Dapat melaksanakan asuhan keperawatan pada Ny. E dengan Abses Femur Dextra di

ruang Dahlia RSUD Abdul Wahab Sjahranie Samarinda.

2. Tujuan khusus :
a) Dapat melaksanakan pengkajian keperawatan pada pasien dengan Abses Femur

Dextra dengan benar.

b) Dapat menganalisa dan merumuskan diagnosa keperawatan pada pasien


dengan Abses Femur Dextra dengan benar.

c) Dapat melaksanakan intervensi keperawatan pada pasien dengan Abses Femur

Dextra dengan benar.


d) Dapat melaksanakan implementasi pada pasien dengan Abses Femur Dextra
dengan benar.
e) Dapat melakukan evaluasi pada klien dengan Abses Femur Dextra dengan

benar.
f) Membahas kesenjangan yang ada dalam melaksanakan asuhan keperawatan

pada pasien dengan Abses Femur Dextra dengan benar.

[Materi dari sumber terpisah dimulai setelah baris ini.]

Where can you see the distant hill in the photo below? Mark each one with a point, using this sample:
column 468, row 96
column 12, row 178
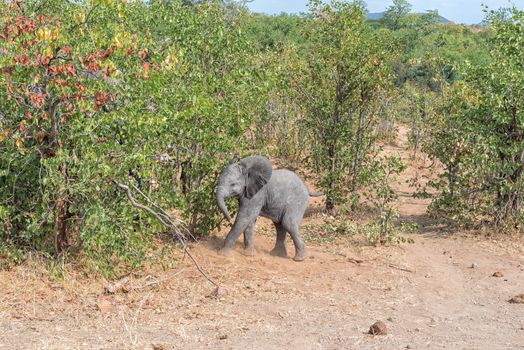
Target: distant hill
column 379, row 15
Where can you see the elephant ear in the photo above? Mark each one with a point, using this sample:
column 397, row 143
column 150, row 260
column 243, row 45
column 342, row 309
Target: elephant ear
column 257, row 170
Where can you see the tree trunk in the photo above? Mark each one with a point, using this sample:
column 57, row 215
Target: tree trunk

g) Dapat mengetahui faktor pendukung dan penghambat dalam pengelolaan

kasus dengan Abses Femur Dextra dengan benar.


BAB II

TINJAUAN TEORI

A. Definisi Abses
Abses adalah infeksi bakteri setempat yang ditandai dengan pengumpulan pus

(bakteri,jaringan nekrotik dan sel darah putih) (Smelltzer at.al, 2001: 496).

Abses adalah kumpulan nanah (netrofil yang telah mati yang terakumulasi disebuah

kavitas jaringan karena adanya proses infeksi). Proses ini merupakan reaksi perlindungan
oleh jaringan untuk mencegah penyebaran/perluasan infeksi kebagian lain dari tubuh.

(http://id.wikipedia.org/wiki/abses).

B. Etiologi
Sebagian besar abses disebabkan karena infeksi, baik karena mikroba (bakteri, parasit,

jamur) atau karena benda asing misalnya adanya serpihan benda tajam yang tertanam di

bawah kulit. Abses steril kadang-kadang bentuk yang lebih ringan dari proses yang sama

bukan disebabkan oleh bakteri, tetapi oleh non-hidup iritan seperti obat-obatan. Jika

menyuntikkan obat seperti penisilin tidak diserap, itu tetap tempat itu disuntikkan dan

dapat menyebabkan iritasi yang cukup untuk menghasilkan abses steril. Seperti abses steril

karena tidak ada infeksi yang terlibat. Abses steril cukup cenderung berubah menjadi keras,

padat benjolan karena mereka bekas luka, bukan kantong-kantong sisa nanah.

Banyak agen yang berbeda menyebabkan abses. Yang paling umum adalah

pembentuk nanah (piogenik) bakteri seperti Staphylococcus aureus, yang merupakan

penyebab umum abses di bawah kulit. Abses di dekat usus besar, terutama di sekitar anus,
dapat disebabkan oleh bakteri yang banyak ditemukan dalam usus besar. Abses otak dan
abses hati dapat disebabkan oleh organisme yang dapat berjalan di sana melalui aliran

darah. Bakteri, amuba, dan jamur tertentu dapat melakukan perjalanan dengan cara ini.

Abses di bagian lain dari tubuh disebabkan oleh organisme yang biasanya menghuni

struktur terdekat atau yang menginfeksi mereka.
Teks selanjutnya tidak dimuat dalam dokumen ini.